# PROPERTIES OF PARALLEL AND PERPENDICULAR LINES WORKSHEET

Problem 1 :

The slopes of the two lines are 7 and (3k + 2). If the two lines are parallel, find the value of k.

Problem 2 :

If the following equations of two lines are parallel, then find the value of k.

3x + 2y - 8 = 0

(5k + 3)x + 2y + 1 = 0

Problem 3 :

Find the equation  of a straight line is passing through (2, 3) and parallel to the line 2x - y + 7 = 0.

Problem 4 :

Verify, whether the following equations of two lines are parallel.

3x + 2y - 7 = 0

y = -1.5x + 4

Problem 5 :

Verify, whether the following equations of two lines are parallel.

5x + 7y - 1 = 0

10x + 14y + 5 = 0

Problem 6 :

The slopes of the two lines are 7 and (3k + 2).

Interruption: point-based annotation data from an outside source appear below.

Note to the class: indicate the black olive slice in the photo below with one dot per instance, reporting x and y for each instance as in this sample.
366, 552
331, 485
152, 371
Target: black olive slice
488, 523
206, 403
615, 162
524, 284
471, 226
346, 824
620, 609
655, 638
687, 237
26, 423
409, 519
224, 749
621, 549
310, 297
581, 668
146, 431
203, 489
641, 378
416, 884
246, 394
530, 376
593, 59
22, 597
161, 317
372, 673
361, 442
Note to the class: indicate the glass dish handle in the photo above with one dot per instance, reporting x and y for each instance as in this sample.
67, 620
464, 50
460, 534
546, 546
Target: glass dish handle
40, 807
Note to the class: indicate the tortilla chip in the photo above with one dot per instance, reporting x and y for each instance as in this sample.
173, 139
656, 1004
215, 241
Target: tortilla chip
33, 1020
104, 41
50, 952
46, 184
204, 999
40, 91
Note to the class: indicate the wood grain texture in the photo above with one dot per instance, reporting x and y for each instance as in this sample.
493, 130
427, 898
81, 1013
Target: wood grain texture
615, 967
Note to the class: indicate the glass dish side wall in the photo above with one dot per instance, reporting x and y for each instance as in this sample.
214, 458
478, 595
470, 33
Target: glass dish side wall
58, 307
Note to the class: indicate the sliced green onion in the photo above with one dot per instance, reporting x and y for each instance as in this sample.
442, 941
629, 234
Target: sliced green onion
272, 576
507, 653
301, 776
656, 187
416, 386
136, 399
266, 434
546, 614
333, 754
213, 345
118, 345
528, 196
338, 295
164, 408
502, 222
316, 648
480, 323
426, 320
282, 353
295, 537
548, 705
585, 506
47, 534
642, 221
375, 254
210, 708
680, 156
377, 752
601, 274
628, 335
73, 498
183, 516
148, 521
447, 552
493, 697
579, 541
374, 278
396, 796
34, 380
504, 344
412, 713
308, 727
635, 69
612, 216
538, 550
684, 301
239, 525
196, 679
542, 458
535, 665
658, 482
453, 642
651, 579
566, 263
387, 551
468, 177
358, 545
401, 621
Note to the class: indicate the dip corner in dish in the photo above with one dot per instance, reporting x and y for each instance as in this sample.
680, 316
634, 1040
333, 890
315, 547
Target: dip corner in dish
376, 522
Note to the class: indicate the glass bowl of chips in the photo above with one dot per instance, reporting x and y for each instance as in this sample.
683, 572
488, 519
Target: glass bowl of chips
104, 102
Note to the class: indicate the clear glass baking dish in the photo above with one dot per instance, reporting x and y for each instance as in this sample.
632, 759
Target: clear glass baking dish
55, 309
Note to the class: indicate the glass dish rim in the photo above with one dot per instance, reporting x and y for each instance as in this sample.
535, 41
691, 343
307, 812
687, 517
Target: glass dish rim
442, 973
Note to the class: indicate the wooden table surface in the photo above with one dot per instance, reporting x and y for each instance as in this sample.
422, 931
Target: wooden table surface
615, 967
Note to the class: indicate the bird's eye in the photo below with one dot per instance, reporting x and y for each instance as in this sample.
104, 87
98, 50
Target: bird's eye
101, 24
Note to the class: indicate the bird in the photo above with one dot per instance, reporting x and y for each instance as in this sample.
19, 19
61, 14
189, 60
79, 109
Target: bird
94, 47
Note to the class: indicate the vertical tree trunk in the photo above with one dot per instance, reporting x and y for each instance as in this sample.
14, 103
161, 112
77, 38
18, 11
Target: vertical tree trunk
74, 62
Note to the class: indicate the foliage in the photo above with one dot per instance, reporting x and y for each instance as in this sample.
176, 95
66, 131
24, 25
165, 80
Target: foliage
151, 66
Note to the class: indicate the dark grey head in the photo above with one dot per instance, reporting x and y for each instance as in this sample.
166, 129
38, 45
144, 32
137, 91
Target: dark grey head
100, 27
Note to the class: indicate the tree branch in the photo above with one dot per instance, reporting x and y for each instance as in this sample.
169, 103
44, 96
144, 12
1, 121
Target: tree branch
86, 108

If the two lines are perpendicular, find the value of k.

Problem 7 :

The equations of the two perpendicular lines are

3x + 2y - 8 = 0

(5k + 3) - 3y + 1 = 0

Find the value of k.

Problem 8 :

Find the equation  of a straight line is passing through (2, 3) and perpendicular to the line 2x - y + 7 = 0.

Problem 9 :

Verify, whether the following two lines  re perpendicular.

3x - 2y - 7 = 0

y = -(2x/3) + 4

Problem 10 :

Verify, whether the following two lines are perpendicular.

5x + 7y - 1 = 0

14x - 10y + 5 = 0 If two lines are parallel, then their slopes are equal.

3k + 2 = 7

Subtract 2 from both sides.

3k = 5

Divide both sides by 5.

k = 5/3

3x + 2y - 8 = 0

(5k + 3)x + 2y + 1 = 0

If the two lines are parallel, then their general forms of equations will differ only in the constant term and they will have the same coefficients of x and y.

To find the value of k, equate the coefficients of x.

5k + 3 = 3

Subtract 3 from both sides.

5k  =  0

Divide both sides by 5.

k = 0

Because the required line is parallel to 2x - y + 7 = 0, the equation of the required line and the equation of the given line 2x - y + 7 = 0 will differ only in the constant term.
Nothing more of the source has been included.